Sherlock Holmes and the Frightened Golfer

26 Nov

“Sherlock Holmes and the Frightened Golfer” is a pastiche written by J. M. Gregson. The publisher of this book, Endeavour Press, drew my attention to the the Kindle edition when it was being given away on Amazon.  So I suppose you could say I received a copy from the publisher. ”

Sherlock Holmes and the Frightened Golfer” is a short novel, slightly longer than a novella.  However, in this case, short and sweet does the trick. The plot revolves around the secretary of the Blackheath golf course who has been getting threatening messages, which he ignores, until the sender of the messages turns to violence.

Nice little plot and a relatively fast paced read. Holmes and Watson are perfectly in character.  I could easily have believed I was reading a long lost Arthur Conan Doyle story, and you don’t get higher praise than that from me.

There are plenty of clues that will allow you to work out whodunnit.  I am pleased to say I was able to put all the pieces together and solve the case before the denouement at the end of the story. The Kindle edition as has a couple of sample chapters of a Holmes/Watson story from another author at the end, which I will be hunting down in due course.

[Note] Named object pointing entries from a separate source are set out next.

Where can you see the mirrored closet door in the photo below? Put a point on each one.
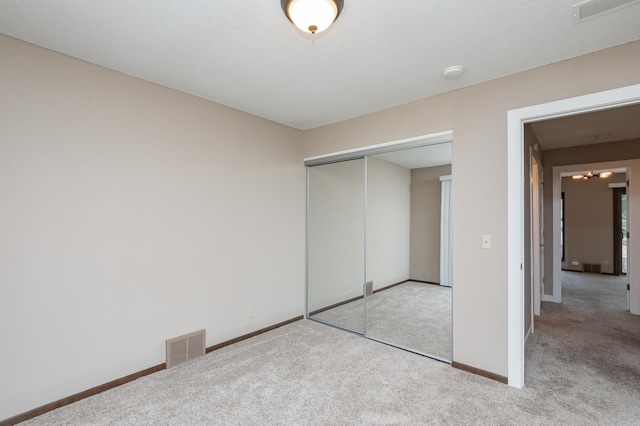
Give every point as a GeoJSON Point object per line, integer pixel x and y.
{"type": "Point", "coordinates": [336, 244]}
{"type": "Point", "coordinates": [397, 289]}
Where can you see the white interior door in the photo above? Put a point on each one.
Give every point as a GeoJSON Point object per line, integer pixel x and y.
{"type": "Point", "coordinates": [536, 241]}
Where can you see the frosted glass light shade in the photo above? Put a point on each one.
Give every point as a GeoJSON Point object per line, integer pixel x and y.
{"type": "Point", "coordinates": [312, 16]}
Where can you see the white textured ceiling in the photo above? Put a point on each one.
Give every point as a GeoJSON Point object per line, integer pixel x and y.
{"type": "Point", "coordinates": [379, 54]}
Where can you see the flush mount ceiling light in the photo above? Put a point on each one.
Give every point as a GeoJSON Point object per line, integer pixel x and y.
{"type": "Point", "coordinates": [589, 175]}
{"type": "Point", "coordinates": [453, 72]}
{"type": "Point", "coordinates": [312, 16]}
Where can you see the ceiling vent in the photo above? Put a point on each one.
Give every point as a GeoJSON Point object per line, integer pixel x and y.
{"type": "Point", "coordinates": [592, 8]}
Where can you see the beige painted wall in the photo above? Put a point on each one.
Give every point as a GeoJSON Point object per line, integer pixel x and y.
{"type": "Point", "coordinates": [478, 117]}
{"type": "Point", "coordinates": [388, 222]}
{"type": "Point", "coordinates": [132, 213]}
{"type": "Point", "coordinates": [588, 224]}
{"type": "Point", "coordinates": [425, 222]}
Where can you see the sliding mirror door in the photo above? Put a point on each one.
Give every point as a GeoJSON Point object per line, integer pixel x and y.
{"type": "Point", "coordinates": [336, 244]}
{"type": "Point", "coordinates": [408, 212]}
{"type": "Point", "coordinates": [379, 247]}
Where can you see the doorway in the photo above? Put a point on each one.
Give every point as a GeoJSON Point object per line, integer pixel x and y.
{"type": "Point", "coordinates": [620, 231]}
{"type": "Point", "coordinates": [515, 217]}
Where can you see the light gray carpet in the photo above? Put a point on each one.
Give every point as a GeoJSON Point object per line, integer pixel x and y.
{"type": "Point", "coordinates": [412, 315]}
{"type": "Point", "coordinates": [311, 374]}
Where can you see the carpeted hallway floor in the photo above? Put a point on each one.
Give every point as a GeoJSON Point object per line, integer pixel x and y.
{"type": "Point", "coordinates": [583, 367]}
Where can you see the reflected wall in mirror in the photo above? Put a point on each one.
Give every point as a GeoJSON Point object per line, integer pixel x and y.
{"type": "Point", "coordinates": [335, 244]}
{"type": "Point", "coordinates": [408, 308]}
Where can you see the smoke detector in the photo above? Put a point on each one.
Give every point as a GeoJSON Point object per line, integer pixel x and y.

I recommend “Sherlock Holmes and the Frightened Golfer” to any Sherlock Holmes fans, those who like Victorian crime, and golf enthusiasts.

A Killing In Kensington

22 Aug

I have said it before, but the eBook revolution has been a boon to the voracious reader like myself.

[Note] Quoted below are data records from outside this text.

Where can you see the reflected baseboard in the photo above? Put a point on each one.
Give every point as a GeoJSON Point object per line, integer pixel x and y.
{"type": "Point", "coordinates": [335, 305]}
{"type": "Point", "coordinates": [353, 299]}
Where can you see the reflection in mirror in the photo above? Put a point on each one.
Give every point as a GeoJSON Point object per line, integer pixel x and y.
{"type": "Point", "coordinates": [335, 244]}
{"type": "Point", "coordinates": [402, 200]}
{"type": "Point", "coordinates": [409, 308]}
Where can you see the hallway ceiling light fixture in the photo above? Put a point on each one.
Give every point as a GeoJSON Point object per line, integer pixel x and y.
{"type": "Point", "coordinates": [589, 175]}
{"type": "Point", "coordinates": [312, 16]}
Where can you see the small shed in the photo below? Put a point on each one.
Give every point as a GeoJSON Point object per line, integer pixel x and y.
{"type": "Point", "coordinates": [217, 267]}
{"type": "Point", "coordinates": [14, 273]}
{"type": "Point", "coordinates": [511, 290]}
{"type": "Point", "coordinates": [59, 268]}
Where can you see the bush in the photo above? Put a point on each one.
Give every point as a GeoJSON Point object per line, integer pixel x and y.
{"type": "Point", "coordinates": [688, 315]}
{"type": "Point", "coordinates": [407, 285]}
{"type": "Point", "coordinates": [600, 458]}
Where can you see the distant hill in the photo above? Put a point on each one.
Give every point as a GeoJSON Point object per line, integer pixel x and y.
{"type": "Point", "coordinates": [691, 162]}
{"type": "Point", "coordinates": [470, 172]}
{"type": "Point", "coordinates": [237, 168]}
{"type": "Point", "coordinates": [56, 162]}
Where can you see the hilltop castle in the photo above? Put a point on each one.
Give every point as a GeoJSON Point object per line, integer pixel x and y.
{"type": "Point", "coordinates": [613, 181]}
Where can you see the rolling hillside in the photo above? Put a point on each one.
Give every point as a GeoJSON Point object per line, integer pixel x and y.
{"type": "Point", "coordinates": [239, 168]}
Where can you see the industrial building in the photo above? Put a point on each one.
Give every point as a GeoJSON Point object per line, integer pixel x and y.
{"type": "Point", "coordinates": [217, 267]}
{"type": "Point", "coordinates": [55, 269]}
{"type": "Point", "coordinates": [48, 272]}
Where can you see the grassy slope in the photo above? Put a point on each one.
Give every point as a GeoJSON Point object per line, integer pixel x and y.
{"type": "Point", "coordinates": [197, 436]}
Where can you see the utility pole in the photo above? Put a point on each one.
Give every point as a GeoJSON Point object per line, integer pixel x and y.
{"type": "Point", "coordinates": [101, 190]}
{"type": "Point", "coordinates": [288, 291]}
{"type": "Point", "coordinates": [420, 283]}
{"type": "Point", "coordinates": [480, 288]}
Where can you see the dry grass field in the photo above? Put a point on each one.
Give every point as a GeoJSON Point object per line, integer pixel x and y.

I picked up the novella “A Killing in Kensington” by Mary Lydon Simonsen some months ago as a freebie on amazon.com.  I didn’t get around to reading it until this week.  I do wish I’d read it earlier, as it is great.

“A Killing in Kensington” is a British police procedural, with the main character being DS Patrick Shea, and his new partner, DCI Tommy Boyle.

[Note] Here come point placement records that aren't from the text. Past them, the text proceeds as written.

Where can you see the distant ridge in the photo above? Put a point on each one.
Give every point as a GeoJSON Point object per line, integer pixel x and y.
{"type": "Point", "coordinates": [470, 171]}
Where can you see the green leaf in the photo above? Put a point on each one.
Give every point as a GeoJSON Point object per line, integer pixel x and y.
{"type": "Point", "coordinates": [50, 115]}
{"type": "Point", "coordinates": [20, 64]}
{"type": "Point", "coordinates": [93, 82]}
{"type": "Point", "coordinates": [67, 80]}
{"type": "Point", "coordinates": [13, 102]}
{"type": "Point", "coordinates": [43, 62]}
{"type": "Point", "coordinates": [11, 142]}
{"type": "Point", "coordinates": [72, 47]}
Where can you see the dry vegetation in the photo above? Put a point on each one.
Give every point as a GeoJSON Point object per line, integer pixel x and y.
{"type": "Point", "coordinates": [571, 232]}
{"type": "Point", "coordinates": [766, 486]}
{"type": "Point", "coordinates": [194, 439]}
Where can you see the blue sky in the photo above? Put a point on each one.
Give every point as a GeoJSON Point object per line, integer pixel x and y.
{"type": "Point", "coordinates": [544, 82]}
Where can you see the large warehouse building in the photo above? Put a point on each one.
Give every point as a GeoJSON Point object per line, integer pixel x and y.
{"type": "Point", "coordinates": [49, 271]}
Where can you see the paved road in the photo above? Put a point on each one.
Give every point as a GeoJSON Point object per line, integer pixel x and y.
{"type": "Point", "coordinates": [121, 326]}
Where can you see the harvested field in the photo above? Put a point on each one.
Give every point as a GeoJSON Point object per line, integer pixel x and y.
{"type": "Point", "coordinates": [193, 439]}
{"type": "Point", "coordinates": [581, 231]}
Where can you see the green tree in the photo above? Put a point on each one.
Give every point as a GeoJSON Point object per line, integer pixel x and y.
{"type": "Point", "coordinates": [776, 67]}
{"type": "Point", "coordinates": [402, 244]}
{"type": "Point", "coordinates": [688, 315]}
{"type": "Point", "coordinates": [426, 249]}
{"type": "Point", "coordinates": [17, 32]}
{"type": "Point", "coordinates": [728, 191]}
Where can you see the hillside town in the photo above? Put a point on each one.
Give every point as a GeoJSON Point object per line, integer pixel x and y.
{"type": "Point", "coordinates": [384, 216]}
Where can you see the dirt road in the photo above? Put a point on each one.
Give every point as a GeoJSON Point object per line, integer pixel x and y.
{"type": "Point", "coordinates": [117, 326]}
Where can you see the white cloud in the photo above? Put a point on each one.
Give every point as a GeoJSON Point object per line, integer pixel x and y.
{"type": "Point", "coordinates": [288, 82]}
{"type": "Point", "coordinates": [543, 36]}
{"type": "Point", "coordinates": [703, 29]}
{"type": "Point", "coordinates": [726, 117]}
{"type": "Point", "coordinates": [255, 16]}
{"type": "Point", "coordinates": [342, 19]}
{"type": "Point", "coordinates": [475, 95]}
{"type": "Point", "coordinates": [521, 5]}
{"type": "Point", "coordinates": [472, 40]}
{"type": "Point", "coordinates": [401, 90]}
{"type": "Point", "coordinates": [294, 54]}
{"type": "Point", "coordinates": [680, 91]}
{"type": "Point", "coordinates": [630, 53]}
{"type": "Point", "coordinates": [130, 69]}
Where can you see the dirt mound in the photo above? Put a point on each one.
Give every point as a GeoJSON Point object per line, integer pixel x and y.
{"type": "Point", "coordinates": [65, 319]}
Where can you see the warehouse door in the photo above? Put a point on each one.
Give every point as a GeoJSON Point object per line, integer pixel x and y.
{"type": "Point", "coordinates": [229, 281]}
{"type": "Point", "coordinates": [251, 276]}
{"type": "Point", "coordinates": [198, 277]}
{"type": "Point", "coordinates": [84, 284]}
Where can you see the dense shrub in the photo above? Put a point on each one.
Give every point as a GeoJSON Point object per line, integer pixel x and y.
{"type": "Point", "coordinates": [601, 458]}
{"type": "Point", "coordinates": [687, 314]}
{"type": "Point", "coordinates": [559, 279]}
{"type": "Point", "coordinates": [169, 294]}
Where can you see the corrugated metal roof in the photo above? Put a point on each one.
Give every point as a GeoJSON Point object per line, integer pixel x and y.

Well plotted, well written, fast paced and slick, there is much to love about this novella.  I damn near devoured it.

It was the ending, however, that really raised “A Killing in Kensington” above all competitors.  It quite literally left me open-mouthed with shock.  I DID NOT see the ending coming.  The book that can do that to me is rare indeed.

I would recommend “A Killing in Kensington” to anyone who enjoys well written police procedurals, or British crime stories.

I am eager to get my hands on Mary Lydon Simonsen’s other DS Patrick Shea books.  I am sure they will be as good as this one.

The Life of Captain Reilly

20 Jun

One of the joys of the eBook revolution is the sheer volume of new books now available.

Recently I came across a short Kindle book titled “The Life of Captain Reilly” by J. T. O’Neil which purports to be a novel about an English airline captain.

This is probably one of the funniest books I have ever read.  The book follows one day in the life of Captain Reilly as he and his First Officer, Dan, fly an Airbus from Gatwick to Malaga and back.

Interspersed with flight details are wonderful details and explanations of aerodynamics, air craft procedures, and a little aviation history.  These explanations had me nearly hysterical with laughter in many places.  I totally lost it when O’Neil referred to an Airbus as a ’70 tonne Reliant Robin’.  Pity I was on the tram at the time.  Oh well, at least I got lots of space when everyone moved away from me.

J. T. O’Neil has a wonderfully worldly weary style, acidic sense of humour, and a fine line in sarcasm.

O’Neil also has some serious point to make on the devaluation of pilot’s skills and abilities by airlines.  The way both pilots and cabin crew are treated is disgusting. Enough so that I will NEVER fly on a low cost airline.  Money before people is not an ethos I subscribe too.

Cabin Pressure fans will know what I mean when I say this is the sort of book Douglas Richardson would write if the character was so inclined.

What we really need is an audio book version of “The Life of Captain Reilly” read by Roger Allam.  That would be perfect.

I would heartily recommend “The Life of Captain Reilly” to all Cabin Pressure fans (cheese trays get a mention), all aviation geeks, and to anyone with a sense of humour.

I look forward to reading O’Neil’s other books “The Life of Captain Reilly 2 – Descent” and “From Russia with Stuff”.